Dancing With the Orchestra was the title of this programme, and it proved appropriate in the two orchestral works. Zoltán Kodály’s Dances of Galanta is a popular piece in a Hungarian dance form of contrasting slow and fast sections, with an important role for the clarinet (smoothly played here, presumably by guest musician Alexander Morris). The piece is also packed with themes, one of which bears a strong resemblance to the 1960s hit “More” (the theme from the film Mondo Cane), although Kodály’s theme predates it by thirty years. James Gaffigan, the visiting American conductor, found a danceable rhythmic pulse, even in the lyrical sections. It was a beautifully moulded performance, allowing the orchestra to show off the felicities of the composer’s orchestration.

This applies even more strongly to Sergei Rachmaninov’s Symphonic Dances, composed in 1940 for the Philadelphia Orchestra. This was the last of the expatriate Russian’s three great late works (the others being the Rhapsody on a Theme of Paganini and the Symphony No 3), although they were not entirely appreciated at the time. In America, Rachmaninov was regarded exclusively as a concert pianist; as a composer he was dismissed as old fashioned. The piquancy of his orchestral palette and the almost tangible shadows that flitter through this work tell a different story. Rachmaninov’s late music was individual, sincere, and even forward-looking: a friend remarked to me, referring to the second movement: “If John Williams (the film composer) decided to write a symphonic waltz, it would sound exactly like this.” Gaffigan’s rubato in that movement was well nigh perfect, and in the long, final movement he reveled in the spooky atmosphere that permeates the melancholy composer’s Dance of Death with its obsessive quotations of the Dies Irae theme. The orchestral strings and brass, so integral to this score, played with unanimity and considerable power.

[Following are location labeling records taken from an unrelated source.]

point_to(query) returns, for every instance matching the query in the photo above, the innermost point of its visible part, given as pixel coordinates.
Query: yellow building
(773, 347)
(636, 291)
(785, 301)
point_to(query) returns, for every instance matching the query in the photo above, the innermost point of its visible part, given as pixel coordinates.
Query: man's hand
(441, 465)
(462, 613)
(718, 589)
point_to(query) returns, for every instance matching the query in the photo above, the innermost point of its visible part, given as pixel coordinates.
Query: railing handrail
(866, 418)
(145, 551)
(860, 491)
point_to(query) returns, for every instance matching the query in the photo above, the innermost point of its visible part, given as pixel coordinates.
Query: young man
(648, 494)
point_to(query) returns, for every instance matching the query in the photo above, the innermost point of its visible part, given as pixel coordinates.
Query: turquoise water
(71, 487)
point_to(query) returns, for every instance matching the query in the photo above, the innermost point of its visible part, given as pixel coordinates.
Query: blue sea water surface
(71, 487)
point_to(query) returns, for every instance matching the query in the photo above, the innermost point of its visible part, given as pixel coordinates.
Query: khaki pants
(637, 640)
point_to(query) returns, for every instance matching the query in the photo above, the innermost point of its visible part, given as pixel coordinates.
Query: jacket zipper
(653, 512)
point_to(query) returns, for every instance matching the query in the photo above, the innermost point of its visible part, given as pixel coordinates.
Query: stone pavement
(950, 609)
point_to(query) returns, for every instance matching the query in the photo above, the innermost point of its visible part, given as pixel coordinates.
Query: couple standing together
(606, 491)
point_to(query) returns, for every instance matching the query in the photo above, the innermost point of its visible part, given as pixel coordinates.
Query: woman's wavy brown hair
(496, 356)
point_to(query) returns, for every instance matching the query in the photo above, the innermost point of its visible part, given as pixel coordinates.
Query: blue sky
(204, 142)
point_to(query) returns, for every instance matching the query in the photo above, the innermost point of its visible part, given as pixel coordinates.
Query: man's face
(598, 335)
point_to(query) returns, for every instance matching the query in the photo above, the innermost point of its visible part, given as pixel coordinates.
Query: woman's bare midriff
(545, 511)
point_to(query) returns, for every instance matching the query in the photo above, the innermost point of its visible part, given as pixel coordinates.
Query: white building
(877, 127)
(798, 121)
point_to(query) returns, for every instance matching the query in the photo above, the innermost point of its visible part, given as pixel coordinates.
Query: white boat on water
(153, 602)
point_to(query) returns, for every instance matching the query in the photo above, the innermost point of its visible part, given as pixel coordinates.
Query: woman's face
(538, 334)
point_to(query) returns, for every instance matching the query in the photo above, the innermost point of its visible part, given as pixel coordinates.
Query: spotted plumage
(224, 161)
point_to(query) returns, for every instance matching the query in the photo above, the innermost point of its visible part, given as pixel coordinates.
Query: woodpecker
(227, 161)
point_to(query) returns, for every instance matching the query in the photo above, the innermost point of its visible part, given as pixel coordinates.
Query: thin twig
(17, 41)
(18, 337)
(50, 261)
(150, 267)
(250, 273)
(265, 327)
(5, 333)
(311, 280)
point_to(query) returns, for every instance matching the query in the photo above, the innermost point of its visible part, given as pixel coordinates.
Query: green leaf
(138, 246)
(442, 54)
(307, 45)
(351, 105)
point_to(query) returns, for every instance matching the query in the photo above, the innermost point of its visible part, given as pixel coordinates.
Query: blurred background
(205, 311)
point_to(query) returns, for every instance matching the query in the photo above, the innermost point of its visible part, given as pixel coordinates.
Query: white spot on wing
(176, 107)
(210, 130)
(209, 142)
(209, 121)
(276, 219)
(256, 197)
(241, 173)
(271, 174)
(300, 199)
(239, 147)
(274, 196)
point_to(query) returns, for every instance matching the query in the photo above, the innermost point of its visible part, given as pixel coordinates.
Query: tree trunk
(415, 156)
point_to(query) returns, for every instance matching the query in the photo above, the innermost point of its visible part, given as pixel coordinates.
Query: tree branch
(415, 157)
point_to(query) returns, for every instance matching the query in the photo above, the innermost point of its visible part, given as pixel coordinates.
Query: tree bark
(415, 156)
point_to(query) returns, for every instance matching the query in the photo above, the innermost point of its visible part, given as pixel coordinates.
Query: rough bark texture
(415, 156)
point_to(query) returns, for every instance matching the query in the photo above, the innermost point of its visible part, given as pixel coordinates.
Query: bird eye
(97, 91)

The main work in the concert’s first half was Bela Bartók’s Violin Concerto No. 2, composed at much the same time (1938). The soloist, Alina Ibragimova, is a 31-year-old Russian-born virtuoso. She studied at the Yehudi Menuhin School in Britain, and now has an international career. She has made well-regarded recordings of music by Bach, Szymanowski, Ravel, Ysaÿe, and the complete Violin Sonatas of Mozart and Beethoven. The challenging difficulties of Bartók’s concerto hold no terrors for her. She threw herself into it with complete commitment, producing moments of excitement and lyrical purity.

I have heard this work called the greatest violin concerto of the 20th century but, frankly, I have always found the piece impossible to love. It seems to contain obstinately unmemorable themes in a randomly episodic structure, with a rambling final movement that gives no hint of ever coming to a close. In spite of Ibragimova and Gaffigan’s advocacy, the music failed to touch me. The performance was admirable, and Ibragimova’s authority unquestionable, but the concerto itself remained a closed book. (For me I suspect it always will be – this is a personal reaction, of course, nothing more.) Give me Bartók’s Concerto for Orchestra or Music for Strings, Percussion and Celesta any day. And while his music should fit neatly into a programme called Dancing With the Orchestra, just about any work other than the Second Violin Concerto would have been a more apt choice.


The Sydney Symphony Orchestra performs Dancing with the Orchestra until July 15.